The Barbara McClintock STEM Elementary School is on Road 60 in Pasco.
The Barbara McClintock STEM Elementary School is on Road 60 in Pasco. Tri-City Herald

A Pasco child was hurt when part of a bounce house flipped over in the wind at a school festival on Saturday.

Several bounce houses were set up at Barbara McClintock Elementary on Road 60 for Dia de Los Ninos, or Children’s Day, said Nellie Asay of Pasco.

Her granddaughter was in one of the bounce houses Saturday afternoon when a sudden wind gust picked it up, she said. As one end of the bounce house lifted, a couple of children near the entrance scrambled out.

But her granddaughter, Olivia Fleming, 9, was too far from the entrance to follow them, Asay said.

The wind flipped it over and Olivia was thrown to the ground on her head, she said.

Fleming’s father was nearby and was knocked down. Winds from 20 to 35 mph were reported at the Pasco airport Saturday, with gusts of up to 35 to 45 mph, said the National Weather Service.

Child taken to the hospital

People were yelling “There’s a child in there,” and one of them her out, her grandmother said.

“She was very confused. She was crying and shaking. She was in shock,” Asay said.

Olivia’s family took her home, but she remained confused. When she started throwing up, her family took her to Kadlec Regional Medical Center in Richland.

A CAT scan showed no fracture but she suffered a severe concussion, Asay said.

Still, Olivia was back in her third grade classroom at Maya Angelou Elementary on Monday, with the school nurse keeping an eye on her.

No injury reported to school officials

Asay was at the festival with the family’s hotdog vendor cart and the wind was strong enough to lift the stand’s large umbrella, she said.

Administrators at McClintock Elementary confirmed that a section of a bounce house blew over after the Saturday event organized by the school’s Parent Teacher Organization.

They had received no reports of anyone being hurt, but plan to reach out to the family, said district spokesman Shane Edinger.

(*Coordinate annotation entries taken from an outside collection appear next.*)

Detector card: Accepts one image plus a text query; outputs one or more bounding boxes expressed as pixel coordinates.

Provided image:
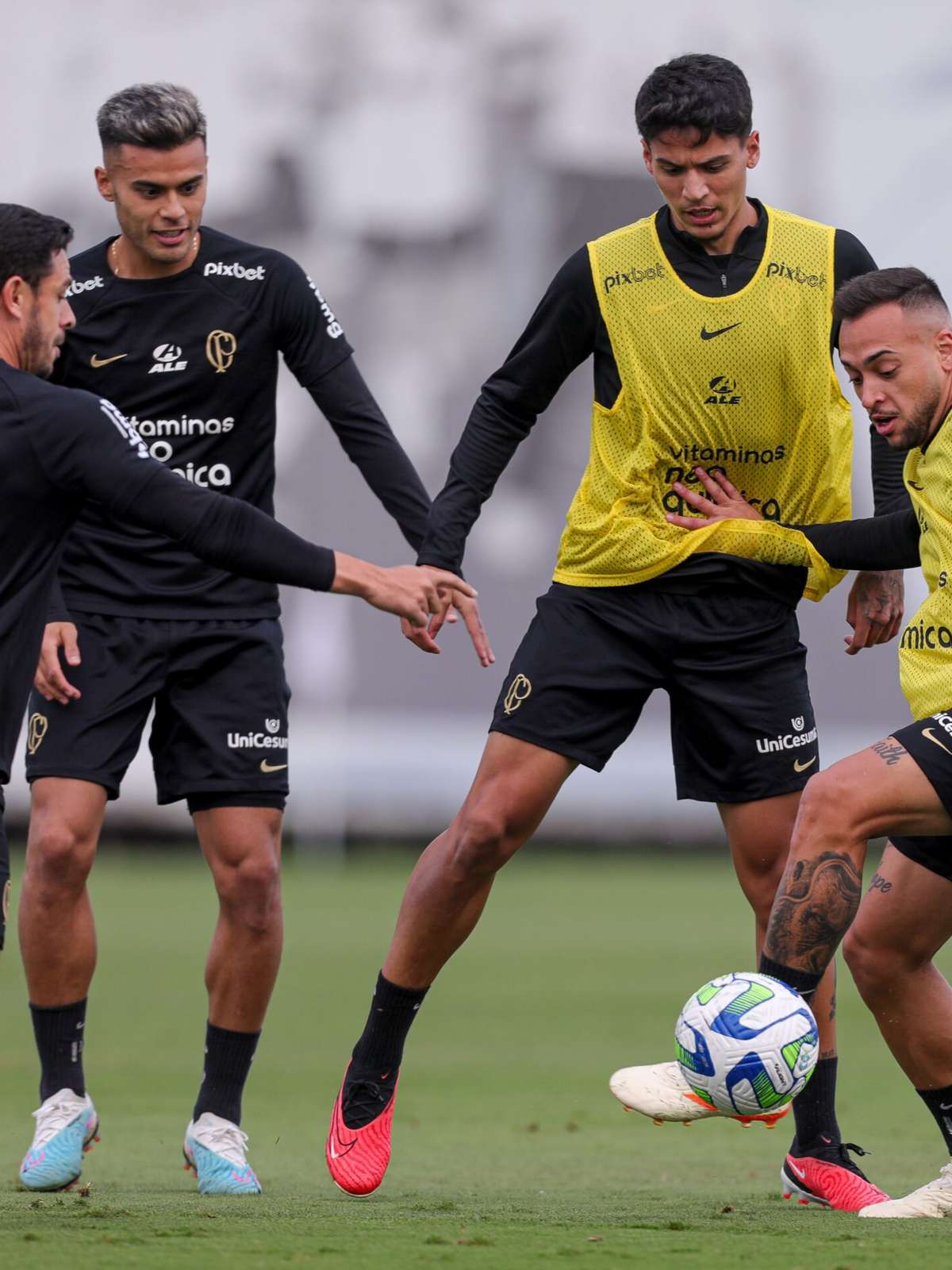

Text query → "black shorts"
[490,583,819,802]
[0,789,10,952]
[27,614,290,811]
[890,711,952,881]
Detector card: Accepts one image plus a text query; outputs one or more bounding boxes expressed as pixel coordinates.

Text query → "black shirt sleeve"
[796,508,919,570]
[274,256,353,389]
[29,390,335,591]
[833,230,909,516]
[417,248,599,570]
[309,357,430,551]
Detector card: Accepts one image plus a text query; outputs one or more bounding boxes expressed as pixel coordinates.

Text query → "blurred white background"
[0,0,952,843]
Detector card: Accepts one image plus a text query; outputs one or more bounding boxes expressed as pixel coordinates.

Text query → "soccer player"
[19,84,485,1192]
[0,203,471,1190]
[326,55,901,1208]
[665,268,952,1217]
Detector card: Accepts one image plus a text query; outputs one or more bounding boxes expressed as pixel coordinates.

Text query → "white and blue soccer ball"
[674,972,820,1116]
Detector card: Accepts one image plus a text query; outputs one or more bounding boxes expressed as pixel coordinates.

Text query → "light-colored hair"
[97,84,207,151]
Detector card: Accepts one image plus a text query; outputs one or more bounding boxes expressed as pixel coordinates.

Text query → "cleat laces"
[194,1122,248,1168]
[340,1081,393,1129]
[32,1094,85,1151]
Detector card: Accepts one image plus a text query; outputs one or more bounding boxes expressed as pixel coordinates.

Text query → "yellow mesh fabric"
[899,419,952,719]
[555,208,853,599]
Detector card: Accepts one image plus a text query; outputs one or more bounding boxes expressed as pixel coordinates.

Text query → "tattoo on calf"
[764,851,863,974]
[869,741,906,767]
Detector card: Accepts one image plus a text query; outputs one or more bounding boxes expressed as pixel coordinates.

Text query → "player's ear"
[0,275,27,318]
[93,167,116,203]
[935,329,952,372]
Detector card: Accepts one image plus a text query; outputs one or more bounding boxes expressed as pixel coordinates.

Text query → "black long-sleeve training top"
[419,199,908,603]
[0,360,335,783]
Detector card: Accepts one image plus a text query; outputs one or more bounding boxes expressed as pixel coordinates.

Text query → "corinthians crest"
[27,714,49,754]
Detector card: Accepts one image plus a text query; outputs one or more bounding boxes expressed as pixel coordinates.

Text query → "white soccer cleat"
[21,1090,99,1190]
[859,1162,952,1217]
[608,1062,789,1129]
[182,1111,262,1195]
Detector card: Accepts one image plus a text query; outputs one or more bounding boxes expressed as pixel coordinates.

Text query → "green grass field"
[0,849,952,1270]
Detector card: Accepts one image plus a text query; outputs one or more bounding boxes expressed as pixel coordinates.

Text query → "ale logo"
[205,330,237,375]
[27,714,49,754]
[704,375,740,405]
[503,675,532,714]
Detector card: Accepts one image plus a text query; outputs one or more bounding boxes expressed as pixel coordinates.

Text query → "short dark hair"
[635,53,754,144]
[0,203,72,291]
[833,264,948,321]
[97,84,208,150]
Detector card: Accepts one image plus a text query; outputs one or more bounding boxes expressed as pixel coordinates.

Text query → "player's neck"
[106,230,202,281]
[0,326,23,371]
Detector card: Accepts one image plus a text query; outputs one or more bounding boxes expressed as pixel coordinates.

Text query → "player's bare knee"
[793,767,865,855]
[212,849,281,931]
[843,927,931,1006]
[448,805,520,880]
[27,817,97,903]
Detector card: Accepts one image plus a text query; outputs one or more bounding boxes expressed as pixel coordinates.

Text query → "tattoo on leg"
[764,851,863,974]
[869,741,906,767]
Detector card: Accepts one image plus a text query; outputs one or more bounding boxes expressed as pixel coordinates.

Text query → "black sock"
[758,952,827,1003]
[793,1058,842,1156]
[192,1024,262,1124]
[916,1084,952,1156]
[351,970,428,1080]
[29,997,86,1103]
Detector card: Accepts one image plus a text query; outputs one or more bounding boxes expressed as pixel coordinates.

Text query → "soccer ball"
[674,973,820,1116]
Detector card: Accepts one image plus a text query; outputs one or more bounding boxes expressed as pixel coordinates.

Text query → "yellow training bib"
[899,417,952,719]
[555,208,853,599]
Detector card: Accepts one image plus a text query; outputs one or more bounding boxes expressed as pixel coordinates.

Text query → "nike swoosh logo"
[701,321,740,339]
[923,728,952,754]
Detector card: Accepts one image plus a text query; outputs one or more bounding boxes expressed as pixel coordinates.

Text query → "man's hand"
[400,565,495,667]
[33,622,83,706]
[847,569,905,656]
[330,551,476,630]
[665,468,763,529]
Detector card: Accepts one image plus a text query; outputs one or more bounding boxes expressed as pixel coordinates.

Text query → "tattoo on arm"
[764,851,863,974]
[869,741,906,767]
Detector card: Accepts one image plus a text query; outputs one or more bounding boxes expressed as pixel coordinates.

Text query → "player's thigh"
[668,593,819,815]
[793,722,952,856]
[27,614,167,799]
[451,732,578,849]
[844,837,952,973]
[490,583,664,771]
[148,618,290,814]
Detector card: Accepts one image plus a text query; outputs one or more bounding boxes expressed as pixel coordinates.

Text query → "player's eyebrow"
[131,171,205,189]
[863,348,896,366]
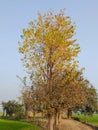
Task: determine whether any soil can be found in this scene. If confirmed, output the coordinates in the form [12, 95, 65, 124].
[60, 119, 95, 130]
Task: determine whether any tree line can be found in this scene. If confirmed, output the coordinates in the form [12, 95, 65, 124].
[1, 10, 98, 130]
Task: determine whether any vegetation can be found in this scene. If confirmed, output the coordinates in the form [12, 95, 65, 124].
[0, 119, 40, 130]
[19, 10, 97, 130]
[19, 10, 85, 130]
[2, 100, 24, 119]
[73, 114, 98, 125]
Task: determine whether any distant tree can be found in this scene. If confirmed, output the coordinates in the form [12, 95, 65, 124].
[2, 100, 23, 117]
[19, 10, 86, 130]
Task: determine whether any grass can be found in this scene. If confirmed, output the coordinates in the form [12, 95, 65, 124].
[73, 114, 98, 125]
[0, 119, 41, 130]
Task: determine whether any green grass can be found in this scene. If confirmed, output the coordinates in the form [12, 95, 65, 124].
[0, 119, 41, 130]
[73, 114, 98, 125]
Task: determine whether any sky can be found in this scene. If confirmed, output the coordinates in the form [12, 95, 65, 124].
[0, 0, 98, 102]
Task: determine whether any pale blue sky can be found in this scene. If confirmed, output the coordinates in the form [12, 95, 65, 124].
[0, 0, 98, 101]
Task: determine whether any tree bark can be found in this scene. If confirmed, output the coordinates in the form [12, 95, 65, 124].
[67, 109, 72, 119]
[48, 115, 54, 130]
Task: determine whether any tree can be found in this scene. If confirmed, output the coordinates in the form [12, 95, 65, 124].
[84, 80, 98, 114]
[19, 10, 86, 130]
[2, 100, 23, 118]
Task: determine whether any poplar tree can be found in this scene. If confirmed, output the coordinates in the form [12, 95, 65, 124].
[19, 10, 86, 130]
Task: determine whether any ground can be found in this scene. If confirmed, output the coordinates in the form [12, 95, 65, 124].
[61, 120, 94, 130]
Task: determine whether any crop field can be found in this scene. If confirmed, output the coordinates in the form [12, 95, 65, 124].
[73, 114, 98, 125]
[0, 119, 41, 130]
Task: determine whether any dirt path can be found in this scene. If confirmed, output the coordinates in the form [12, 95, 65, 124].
[61, 120, 94, 130]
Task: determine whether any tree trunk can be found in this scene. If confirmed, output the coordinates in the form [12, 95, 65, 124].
[67, 109, 72, 119]
[48, 115, 54, 130]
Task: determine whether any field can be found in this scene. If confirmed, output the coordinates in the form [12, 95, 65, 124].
[73, 114, 98, 125]
[0, 119, 40, 130]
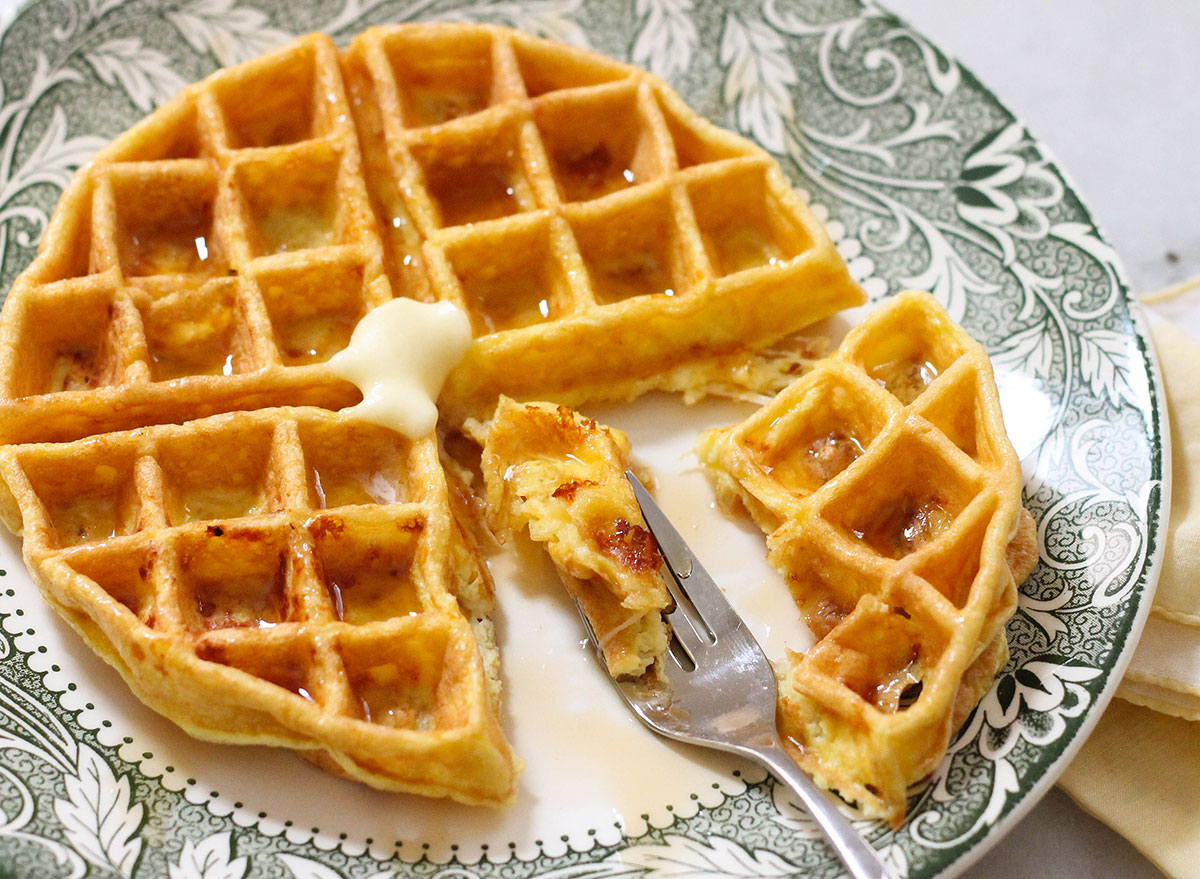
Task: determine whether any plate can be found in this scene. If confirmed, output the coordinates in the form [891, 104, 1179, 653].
[0, 0, 1169, 879]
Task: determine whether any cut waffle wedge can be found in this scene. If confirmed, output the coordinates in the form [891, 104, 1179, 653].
[698, 292, 1037, 824]
[0, 408, 516, 803]
[0, 24, 863, 803]
[482, 397, 671, 677]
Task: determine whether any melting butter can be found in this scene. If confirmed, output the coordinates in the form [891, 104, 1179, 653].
[328, 299, 472, 440]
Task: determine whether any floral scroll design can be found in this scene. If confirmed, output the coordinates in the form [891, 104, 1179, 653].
[0, 0, 1157, 879]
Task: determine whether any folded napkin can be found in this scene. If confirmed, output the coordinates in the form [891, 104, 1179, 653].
[1060, 277, 1200, 879]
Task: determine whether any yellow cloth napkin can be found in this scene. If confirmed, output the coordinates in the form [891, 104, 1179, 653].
[1060, 277, 1200, 879]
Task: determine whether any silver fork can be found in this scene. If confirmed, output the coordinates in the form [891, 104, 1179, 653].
[581, 471, 895, 879]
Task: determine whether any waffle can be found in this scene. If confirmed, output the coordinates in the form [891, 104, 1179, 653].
[697, 292, 1037, 825]
[0, 24, 863, 442]
[0, 24, 863, 802]
[482, 397, 671, 677]
[0, 408, 516, 803]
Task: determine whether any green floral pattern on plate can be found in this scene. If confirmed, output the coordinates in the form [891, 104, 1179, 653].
[0, 0, 1168, 879]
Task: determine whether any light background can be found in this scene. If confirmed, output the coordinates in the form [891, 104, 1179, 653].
[0, 0, 1185, 879]
[886, 0, 1200, 879]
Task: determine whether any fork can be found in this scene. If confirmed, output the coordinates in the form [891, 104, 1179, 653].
[580, 471, 895, 879]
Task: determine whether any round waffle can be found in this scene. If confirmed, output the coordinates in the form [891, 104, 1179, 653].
[0, 24, 863, 803]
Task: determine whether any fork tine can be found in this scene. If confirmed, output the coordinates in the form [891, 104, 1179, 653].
[625, 470, 743, 640]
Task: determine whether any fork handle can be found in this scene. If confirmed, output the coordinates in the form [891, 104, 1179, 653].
[752, 746, 896, 879]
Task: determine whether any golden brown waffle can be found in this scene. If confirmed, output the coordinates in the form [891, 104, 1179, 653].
[482, 397, 671, 677]
[0, 408, 516, 803]
[0, 24, 863, 442]
[0, 24, 862, 802]
[698, 292, 1037, 824]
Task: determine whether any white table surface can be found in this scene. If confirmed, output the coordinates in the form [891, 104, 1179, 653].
[884, 0, 1200, 879]
[0, 0, 1185, 879]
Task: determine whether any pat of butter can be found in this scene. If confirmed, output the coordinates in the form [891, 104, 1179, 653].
[328, 299, 472, 440]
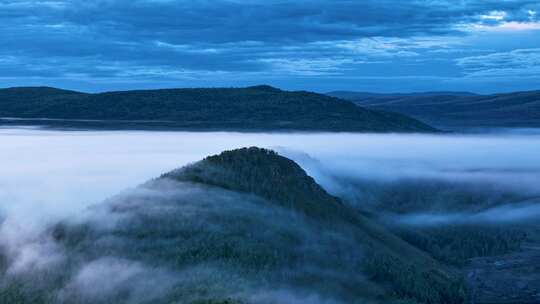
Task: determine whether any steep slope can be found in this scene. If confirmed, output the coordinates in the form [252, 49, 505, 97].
[330, 91, 540, 127]
[0, 148, 464, 304]
[0, 86, 434, 132]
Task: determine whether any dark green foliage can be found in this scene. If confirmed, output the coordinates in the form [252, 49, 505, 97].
[396, 224, 526, 266]
[330, 91, 540, 127]
[0, 86, 435, 132]
[3, 148, 464, 304]
[162, 147, 344, 218]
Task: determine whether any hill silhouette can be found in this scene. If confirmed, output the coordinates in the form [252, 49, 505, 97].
[329, 91, 540, 128]
[0, 85, 434, 132]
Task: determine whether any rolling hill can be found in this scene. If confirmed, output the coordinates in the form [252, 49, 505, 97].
[0, 148, 464, 304]
[329, 91, 540, 128]
[0, 86, 435, 132]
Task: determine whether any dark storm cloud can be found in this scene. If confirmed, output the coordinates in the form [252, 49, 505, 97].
[0, 0, 540, 91]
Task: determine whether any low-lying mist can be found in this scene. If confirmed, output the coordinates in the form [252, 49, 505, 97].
[0, 128, 540, 304]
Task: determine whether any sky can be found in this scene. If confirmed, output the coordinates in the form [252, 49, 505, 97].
[0, 0, 540, 93]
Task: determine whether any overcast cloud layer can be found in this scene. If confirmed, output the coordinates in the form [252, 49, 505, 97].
[0, 0, 540, 92]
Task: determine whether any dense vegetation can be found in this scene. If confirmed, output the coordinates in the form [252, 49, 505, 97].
[0, 86, 434, 132]
[0, 148, 464, 304]
[329, 91, 540, 128]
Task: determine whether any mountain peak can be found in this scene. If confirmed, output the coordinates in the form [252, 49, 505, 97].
[162, 147, 342, 218]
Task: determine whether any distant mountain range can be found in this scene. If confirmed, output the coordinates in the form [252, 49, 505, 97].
[328, 91, 540, 128]
[0, 85, 435, 132]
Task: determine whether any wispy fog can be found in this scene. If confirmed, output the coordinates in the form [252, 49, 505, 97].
[0, 129, 540, 224]
[0, 129, 540, 304]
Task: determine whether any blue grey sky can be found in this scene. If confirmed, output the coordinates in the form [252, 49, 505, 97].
[0, 0, 540, 93]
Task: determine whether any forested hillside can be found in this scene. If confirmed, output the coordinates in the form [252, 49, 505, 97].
[0, 86, 434, 132]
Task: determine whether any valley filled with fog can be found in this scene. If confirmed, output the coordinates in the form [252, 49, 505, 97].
[0, 128, 540, 303]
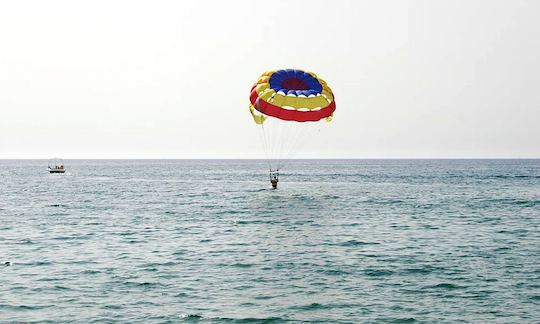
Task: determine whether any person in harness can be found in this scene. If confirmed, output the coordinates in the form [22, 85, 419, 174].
[270, 170, 279, 189]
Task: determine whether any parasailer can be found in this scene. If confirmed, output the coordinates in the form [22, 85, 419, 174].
[249, 69, 336, 188]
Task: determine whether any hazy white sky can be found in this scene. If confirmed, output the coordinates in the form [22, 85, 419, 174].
[0, 0, 540, 158]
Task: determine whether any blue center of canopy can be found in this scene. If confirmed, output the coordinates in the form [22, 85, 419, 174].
[269, 69, 322, 97]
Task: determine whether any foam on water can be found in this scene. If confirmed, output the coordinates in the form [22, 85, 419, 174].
[0, 160, 540, 323]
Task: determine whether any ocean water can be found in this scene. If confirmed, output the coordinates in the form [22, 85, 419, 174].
[0, 160, 540, 323]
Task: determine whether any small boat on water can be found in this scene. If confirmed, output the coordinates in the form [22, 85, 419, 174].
[48, 158, 66, 173]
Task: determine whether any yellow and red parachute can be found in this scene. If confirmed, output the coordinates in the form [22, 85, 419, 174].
[249, 69, 336, 124]
[249, 69, 336, 171]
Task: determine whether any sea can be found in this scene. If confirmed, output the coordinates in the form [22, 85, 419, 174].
[0, 160, 540, 323]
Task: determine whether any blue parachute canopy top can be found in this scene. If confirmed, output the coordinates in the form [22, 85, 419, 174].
[269, 69, 322, 97]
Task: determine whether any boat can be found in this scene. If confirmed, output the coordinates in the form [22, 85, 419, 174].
[48, 158, 66, 173]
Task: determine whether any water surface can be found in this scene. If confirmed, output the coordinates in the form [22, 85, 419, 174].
[0, 160, 540, 323]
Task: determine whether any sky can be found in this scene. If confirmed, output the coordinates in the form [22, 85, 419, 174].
[0, 0, 540, 159]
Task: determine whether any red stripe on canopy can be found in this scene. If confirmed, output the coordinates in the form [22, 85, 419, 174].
[249, 89, 336, 122]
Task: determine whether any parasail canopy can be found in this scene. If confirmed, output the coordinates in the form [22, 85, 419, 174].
[249, 69, 336, 124]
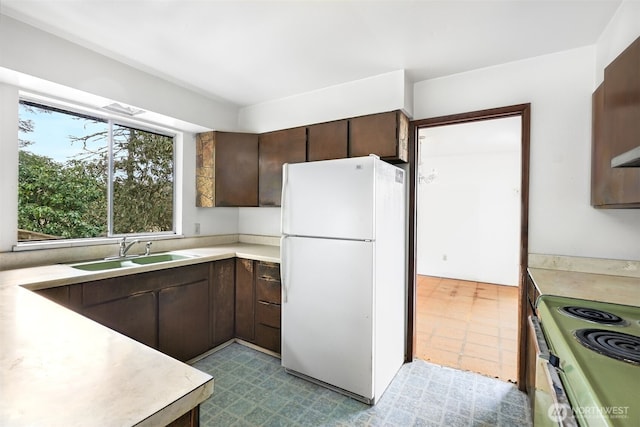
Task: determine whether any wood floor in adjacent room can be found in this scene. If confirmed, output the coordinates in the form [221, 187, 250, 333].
[416, 275, 518, 382]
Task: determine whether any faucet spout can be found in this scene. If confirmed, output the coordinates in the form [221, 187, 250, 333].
[118, 237, 139, 258]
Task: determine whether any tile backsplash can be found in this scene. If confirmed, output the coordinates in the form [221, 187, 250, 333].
[529, 254, 640, 278]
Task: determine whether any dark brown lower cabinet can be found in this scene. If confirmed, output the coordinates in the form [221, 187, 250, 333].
[158, 280, 210, 361]
[37, 258, 281, 361]
[235, 259, 255, 342]
[210, 258, 236, 347]
[81, 292, 158, 348]
[167, 405, 200, 427]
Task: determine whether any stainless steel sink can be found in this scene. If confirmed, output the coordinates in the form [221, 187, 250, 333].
[71, 252, 195, 271]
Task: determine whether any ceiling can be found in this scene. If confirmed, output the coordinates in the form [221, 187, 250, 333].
[0, 0, 621, 106]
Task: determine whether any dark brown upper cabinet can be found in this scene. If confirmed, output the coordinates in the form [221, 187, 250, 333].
[258, 127, 307, 206]
[591, 39, 640, 208]
[196, 132, 258, 207]
[307, 120, 349, 162]
[604, 37, 640, 168]
[349, 111, 409, 162]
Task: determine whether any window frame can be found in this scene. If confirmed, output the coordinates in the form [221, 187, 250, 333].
[14, 92, 184, 247]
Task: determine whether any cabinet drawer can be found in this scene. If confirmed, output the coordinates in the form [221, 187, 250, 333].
[256, 279, 282, 304]
[256, 262, 280, 282]
[256, 301, 280, 328]
[256, 324, 281, 353]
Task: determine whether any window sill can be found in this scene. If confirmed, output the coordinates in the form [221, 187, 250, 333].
[11, 234, 184, 252]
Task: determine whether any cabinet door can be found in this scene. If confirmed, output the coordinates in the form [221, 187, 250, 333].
[604, 37, 640, 160]
[210, 258, 235, 347]
[591, 82, 640, 208]
[255, 262, 282, 353]
[158, 280, 210, 361]
[307, 120, 349, 162]
[236, 259, 255, 342]
[258, 128, 307, 206]
[216, 132, 258, 206]
[349, 111, 409, 162]
[196, 132, 258, 207]
[80, 292, 158, 348]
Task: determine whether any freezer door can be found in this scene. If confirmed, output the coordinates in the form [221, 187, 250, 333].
[281, 237, 374, 399]
[282, 157, 379, 240]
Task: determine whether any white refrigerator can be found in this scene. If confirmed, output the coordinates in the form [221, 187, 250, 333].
[280, 155, 406, 404]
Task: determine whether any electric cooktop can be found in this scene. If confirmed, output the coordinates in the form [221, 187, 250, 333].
[537, 295, 640, 427]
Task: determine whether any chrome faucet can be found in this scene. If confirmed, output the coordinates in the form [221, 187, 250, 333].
[118, 236, 139, 258]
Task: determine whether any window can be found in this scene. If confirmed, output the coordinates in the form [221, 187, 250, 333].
[18, 100, 175, 242]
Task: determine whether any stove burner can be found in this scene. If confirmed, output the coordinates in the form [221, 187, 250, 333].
[560, 305, 627, 326]
[574, 329, 640, 365]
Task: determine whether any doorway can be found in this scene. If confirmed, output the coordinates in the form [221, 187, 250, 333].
[407, 104, 530, 392]
[416, 116, 521, 382]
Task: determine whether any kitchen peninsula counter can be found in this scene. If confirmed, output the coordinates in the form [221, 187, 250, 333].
[528, 267, 640, 306]
[0, 243, 279, 427]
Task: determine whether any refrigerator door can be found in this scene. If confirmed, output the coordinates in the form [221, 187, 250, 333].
[281, 237, 375, 399]
[282, 156, 380, 240]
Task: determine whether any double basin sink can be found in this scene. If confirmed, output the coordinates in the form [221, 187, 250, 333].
[71, 252, 197, 271]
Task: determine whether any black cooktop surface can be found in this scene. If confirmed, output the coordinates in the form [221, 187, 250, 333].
[560, 305, 627, 326]
[574, 329, 640, 365]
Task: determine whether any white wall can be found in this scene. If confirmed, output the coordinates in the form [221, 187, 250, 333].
[0, 15, 238, 252]
[0, 15, 238, 130]
[414, 45, 640, 260]
[238, 70, 413, 133]
[595, 0, 640, 86]
[416, 117, 521, 286]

Asay said she and her family will be more careful in the future about using bounce houses when the wind is blowing. She also hopes that the experience alerts other families also to be cautious.

The Washington state Department of Labor and Industries regulates bounce houses and recommends that parents be mindful of whether a bounce house appears to be safe.

The operator should be restricting the number of people in the bounce house, and it should not appear to be overloaded or unstable.

The structure should be securely anchored.

Collapsing bounce houses also are a problem. If a blower inflating the ride is accidentally unplugged, the structure can collapse and possibly injure people.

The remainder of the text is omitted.